00:00:39: Heribert Hofer: Die kurze Antwort lautet: Nein. Die ordentliche wissenschaftliche Antwort lautet: Nach dem gegenwärtigen Kenntnisstand nein.

00:00:46: Ursula Weidenfeld: Es hat mal einen Hund gegeben, in Asien, der Corona-positiv getestet worden ist. Danach waren viele Leute sehr verunsichert.

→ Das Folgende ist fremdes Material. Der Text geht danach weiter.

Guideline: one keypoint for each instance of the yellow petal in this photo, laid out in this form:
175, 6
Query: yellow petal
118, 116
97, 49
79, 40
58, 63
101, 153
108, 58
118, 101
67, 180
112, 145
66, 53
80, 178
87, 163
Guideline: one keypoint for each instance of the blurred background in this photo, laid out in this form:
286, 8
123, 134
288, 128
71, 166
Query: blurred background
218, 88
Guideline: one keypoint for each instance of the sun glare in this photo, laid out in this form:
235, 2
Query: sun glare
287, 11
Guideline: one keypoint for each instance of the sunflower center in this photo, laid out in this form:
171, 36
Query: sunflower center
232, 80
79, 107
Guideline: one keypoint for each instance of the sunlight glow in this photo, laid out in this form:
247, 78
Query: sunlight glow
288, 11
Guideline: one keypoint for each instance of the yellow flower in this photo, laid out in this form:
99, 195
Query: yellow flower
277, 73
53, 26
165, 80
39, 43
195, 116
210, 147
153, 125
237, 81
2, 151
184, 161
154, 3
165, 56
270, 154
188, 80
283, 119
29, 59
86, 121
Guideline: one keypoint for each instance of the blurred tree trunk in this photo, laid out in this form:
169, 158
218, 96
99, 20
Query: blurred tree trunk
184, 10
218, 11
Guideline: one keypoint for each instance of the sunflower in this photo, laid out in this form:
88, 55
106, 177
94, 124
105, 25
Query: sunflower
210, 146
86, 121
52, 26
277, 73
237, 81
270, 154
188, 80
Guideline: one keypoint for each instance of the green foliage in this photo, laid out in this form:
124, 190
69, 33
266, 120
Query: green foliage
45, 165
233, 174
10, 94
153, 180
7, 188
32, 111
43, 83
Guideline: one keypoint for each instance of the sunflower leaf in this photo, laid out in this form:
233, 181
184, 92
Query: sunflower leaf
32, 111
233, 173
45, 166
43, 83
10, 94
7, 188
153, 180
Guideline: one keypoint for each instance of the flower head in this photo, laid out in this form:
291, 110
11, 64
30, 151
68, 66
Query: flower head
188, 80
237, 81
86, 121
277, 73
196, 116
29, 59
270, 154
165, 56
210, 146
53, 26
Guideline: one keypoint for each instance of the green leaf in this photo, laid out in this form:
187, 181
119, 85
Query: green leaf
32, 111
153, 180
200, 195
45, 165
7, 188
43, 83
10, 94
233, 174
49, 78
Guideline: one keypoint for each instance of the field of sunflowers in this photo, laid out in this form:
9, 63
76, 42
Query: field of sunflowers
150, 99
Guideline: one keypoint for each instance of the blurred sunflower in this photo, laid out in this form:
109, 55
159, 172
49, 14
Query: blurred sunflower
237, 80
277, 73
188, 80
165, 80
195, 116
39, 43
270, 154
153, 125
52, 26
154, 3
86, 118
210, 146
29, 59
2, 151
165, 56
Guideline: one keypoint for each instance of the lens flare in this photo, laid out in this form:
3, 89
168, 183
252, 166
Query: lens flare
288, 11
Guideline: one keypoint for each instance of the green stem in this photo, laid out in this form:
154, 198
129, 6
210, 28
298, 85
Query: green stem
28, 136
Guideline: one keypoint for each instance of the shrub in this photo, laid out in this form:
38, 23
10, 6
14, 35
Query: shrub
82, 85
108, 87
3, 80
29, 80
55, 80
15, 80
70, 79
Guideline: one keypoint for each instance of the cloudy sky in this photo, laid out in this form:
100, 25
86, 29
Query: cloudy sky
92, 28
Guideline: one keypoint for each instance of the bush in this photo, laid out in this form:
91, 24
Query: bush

00:00:53: Heribert Hofer: Ja. Dazu muss man sagen, dass wir jetzt konfrontiert sind mit einem Coronavirus, das offiziell Coronavirus SARS-CoV-2 heißt. Tatsächlich sind Coronaviren eine ganze Schar von Viren. Es gibt auch in der Veterinärmedizin zum Beispiel lange bekannte sogenannte feline, also katzenbezogene Coronaviren. Es gibt auch hundebezogene Coronaviren. Wir selber haben an Tüpfelhyänen gearbeitet und dabei festgestellt, dass Tüpfelhyänen, die weder Katzen noch Hundeartige sind, eine eigene Art von Coronaviren haben. Also, Coronaviren sind im ganzen Tierreich über viele Wildtiere, wo bisher nachgeschaut worden ist, gut verbreitet. Aber für praktische Zwecke, das jetzige SARS-CoV-2? Nein.

00:01:35: Ursula Weidenfeld: Es liegt also ein bisschen in der Luft, weil man ja weiß, dass dieses neue SARS-Virus über Wildtiere ganz offensichtlich auf Menschen übertragen worden ist. Und dann fragt man sich natürlich: Wenn dieses neue Virus von Tieren auf Menschen übergehen kann, kann es erstens auf meinen Hund oder meine Katze übergehen? Da sagen Sie nein. Aber könnte zum Beispiel ein Hund oder eine Katze, die Coronaviren haben, vielleicht auch die ihrer eigenen Art, auch selber wieder ansteckend werden für Menschen?

00:02:04: Heribert Hofer: Nach der bisherigen Kenntnis sind die Coronaviren, die bei Hunden und Katzen sowieso vollkommen oder bei anderen Wildtieren, normalerweise nicht die Coronaviren, die den Menschen infizieren. Das ist ja auch der Hintergrund, warum bei SARS-CoV-1 wie damals der SARS-Ausbruch vor ungefähr 17, 18 Jahren -

00:02:26: Ursula Weidenfeld: Das war 2002/2003, ein eigentlich ganz begrenzter Ausbruch einer Pandemie. 8000 Leute waren infiziert, aber eben sehr gefährlich. 800 sind daran verstorben. Also, das war der SARS 1.

00:02:36: Heribert Hofer: Das war eine große Überraschung. Das hat niemand für möglich gehalten. Damals hat die Wissenschaft und auch die Ärzteschaft eine Zeit lang gerätselt, was da eigentlich überhaupt vorgekommen ist. Sagen wir so, die chinesische Regierung, die chinesischen Wissenschaftler haben damals verzweifelt nach dem Reservoir gesucht.

00:02:52: Ursula Weidenfeld: Nach dem Wirtstier...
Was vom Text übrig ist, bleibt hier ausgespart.